Lebih tepatnya: mantan samurai.
Seri ini mengambil latar era Restorasi Meiji, sekitar satu dekade setelah Perang Boshin. Dari kelas istimewa yang dulu memegang banyak hak, para samurai kini kehilangan posisi mereka, bahkan dilarang membawa pedang di tempat umum. Shujiro, tokoh utama kita, hidup miskin; satu anaknya sudah meninggal, dan keluarganya yang tersisa menderita kolera. Tanpa pilihan lain, ia menerima undangan aneh yang menjanjikan hadiah 100.000 yen bagi pemenang.
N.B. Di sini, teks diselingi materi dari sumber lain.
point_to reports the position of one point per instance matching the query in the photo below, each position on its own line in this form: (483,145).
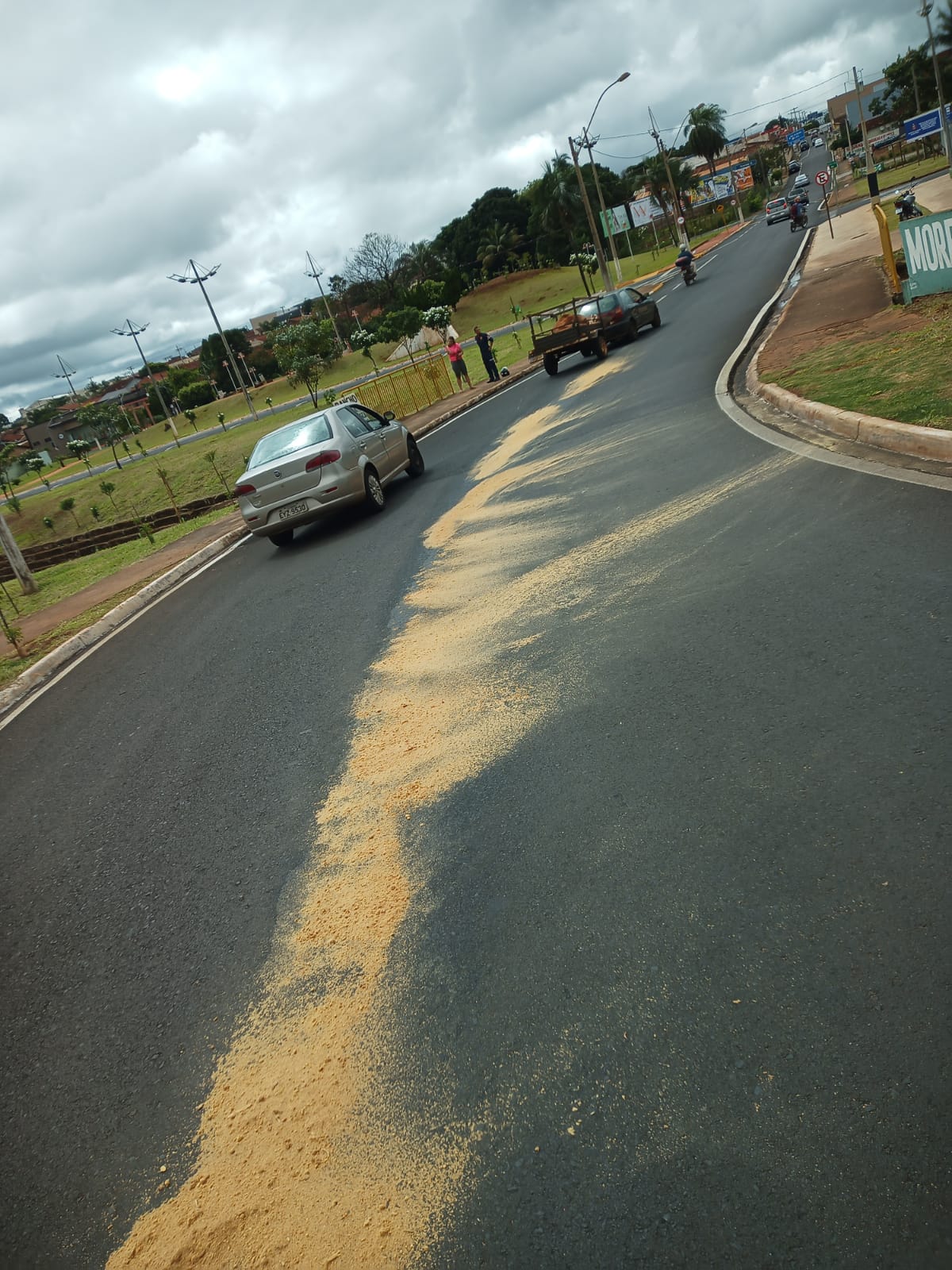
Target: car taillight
(327,456)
Tema battle royale selalu punya daya tarik sendiri: banyak karakter, banyak potensi konflik, dan rasa tegang bahwa tidak semua favorit kita akan bertahan hidup hingga akhir. Last Samurai Standing menegaskan itu sejak awal, bahkan karakter yang terlihat menonjol di episode 1 (dan sempat disorot di trailer) ternyata tewas cepat di episode 2.
Salah satu kekuatan terbesar seri ini adalah aksi pertarungannya. Baik duel pedang satu lawan satu maupun bentrokan massal, semuanya dikoreografikan dengan gaya yang mengingatkan saya pada Rurouni Kenshin live-action: gerakan cepat, akrobatik, intens, tapi masih tetap terasa membumi. Hampir setiap episode menyajikan satu pertarungan yang benar-benar menggigit, dengan format dan tensi yang berbeda-beda.
Ditambah dengan intrik konspirasi di balik Kodoku serta pergulatan batin Shujiro dan Futaba Katsuki, gadis muda yang mengikuti perjalanan mereka, enam episode Last Samurai Standing terasa sangat memikat hingga mudah saja ditonton habis dalam satu malam.